Pope Francis constantly alerts us to Justice issues in our world. Since the 1940s, the Australian Bishops have annually published a call to justice statement.

Australia's bishops have launched their annual Social Justice Statement, in which they invite us to reflect on how the internet has changed the way we communicate, work, learn, and do business – and how we can contribute towards a more just and loving digital world. We are called to ‘make real’ the love of God in the lives of our neighbours – both offline and on.

Social Justice Sunday focuses on the digital world: Making it real. Genuine human encounter in our digital world.

Social Justice Sunday will be celebrated throughout the Church in Australia this Sunday, September 29th.

Earlier this month, Australia’s Catholic bishops launched a major social justice statement on digital communications, calling on all levels of society to overcome the hatred, division and exploitation that occurs online.

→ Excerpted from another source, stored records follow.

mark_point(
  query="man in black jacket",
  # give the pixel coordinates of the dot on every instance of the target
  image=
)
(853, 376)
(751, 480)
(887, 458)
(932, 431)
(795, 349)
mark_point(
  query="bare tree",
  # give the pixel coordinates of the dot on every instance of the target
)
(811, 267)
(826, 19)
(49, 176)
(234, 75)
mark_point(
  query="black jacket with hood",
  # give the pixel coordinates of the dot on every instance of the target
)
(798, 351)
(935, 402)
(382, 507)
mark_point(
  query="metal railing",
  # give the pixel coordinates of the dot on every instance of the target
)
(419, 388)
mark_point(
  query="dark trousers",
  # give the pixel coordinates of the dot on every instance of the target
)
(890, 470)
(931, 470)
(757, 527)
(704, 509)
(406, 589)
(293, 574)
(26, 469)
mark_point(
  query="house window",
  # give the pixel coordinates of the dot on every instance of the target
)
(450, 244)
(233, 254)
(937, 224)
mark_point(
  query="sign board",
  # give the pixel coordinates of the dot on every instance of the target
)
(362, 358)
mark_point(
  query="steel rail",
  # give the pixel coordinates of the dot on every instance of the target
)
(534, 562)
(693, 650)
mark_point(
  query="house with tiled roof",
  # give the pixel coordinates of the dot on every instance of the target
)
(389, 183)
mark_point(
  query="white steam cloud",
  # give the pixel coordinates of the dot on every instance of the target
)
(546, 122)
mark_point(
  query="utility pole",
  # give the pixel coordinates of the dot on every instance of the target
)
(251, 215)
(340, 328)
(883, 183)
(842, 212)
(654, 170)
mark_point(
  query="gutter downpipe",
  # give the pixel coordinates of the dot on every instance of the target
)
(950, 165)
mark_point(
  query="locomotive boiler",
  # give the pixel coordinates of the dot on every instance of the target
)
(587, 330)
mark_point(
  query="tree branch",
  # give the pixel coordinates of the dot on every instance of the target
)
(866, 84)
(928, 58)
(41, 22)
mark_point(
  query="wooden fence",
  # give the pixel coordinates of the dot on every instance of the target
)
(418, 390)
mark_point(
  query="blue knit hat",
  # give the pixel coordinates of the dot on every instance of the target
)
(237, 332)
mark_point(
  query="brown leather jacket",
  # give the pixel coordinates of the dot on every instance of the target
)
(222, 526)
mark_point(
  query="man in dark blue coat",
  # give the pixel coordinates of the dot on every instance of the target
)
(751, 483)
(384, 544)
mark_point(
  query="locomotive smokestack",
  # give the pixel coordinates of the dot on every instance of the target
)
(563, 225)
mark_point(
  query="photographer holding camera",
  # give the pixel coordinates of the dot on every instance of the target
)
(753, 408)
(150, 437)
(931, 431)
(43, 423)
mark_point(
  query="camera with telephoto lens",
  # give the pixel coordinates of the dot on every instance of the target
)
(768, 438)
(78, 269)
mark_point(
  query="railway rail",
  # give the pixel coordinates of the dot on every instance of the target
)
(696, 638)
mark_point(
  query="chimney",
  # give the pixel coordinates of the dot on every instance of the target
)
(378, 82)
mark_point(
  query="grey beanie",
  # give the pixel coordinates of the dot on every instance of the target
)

The bishops say government, business and the broader community need to be more proactive in defending the dignity of people and all must work together to make the digital world a place of genuine human encounter.

This year’s Social Justice Statement, Making it Real: Genuine human encounter in our digital world, invites people to reflect on how the internet has changed the way they communicate, work, learn and do business – and how to contribute to a more just digital world.

Writing in the statement’s foreword, Bishop Terry Brady, the Bishop Delegate for Social Justice, said that while the digital world enabled people to be more connected than ever before, it could sadly also be a place of manipulation, exploitation and violence.

“We can choose how we behave online, and we can collectively shape the online world, building a more just and loving online neighbourhood,” Bishop Brady said.

“It is becoming increasingly clear that digital platforms require wise governance and that international cooperation is required to achieve this. The common good requires intervention rather than leaving digital platforms to govern themselves.”

making it real

The Social Justice Statement notes that Pope Francis has often spoken of the great potential for “genuine human encounter” online, but he has also warned of elements of the digital world that are harmful: information overload, social isolation, marginalisation of the vulnerable, consumerism and fake news.

“Far too often, the digital world has become a place of hatred. Digital technologies, especially social media, provide a perfect platform for a range of behaviours that are offensive to human dignity,” Bishop Brady said.

“This is our digital common home, and the principles we find in Catholic Social Teaching and the words of Pope Francis can help guide us to a more just digital space.”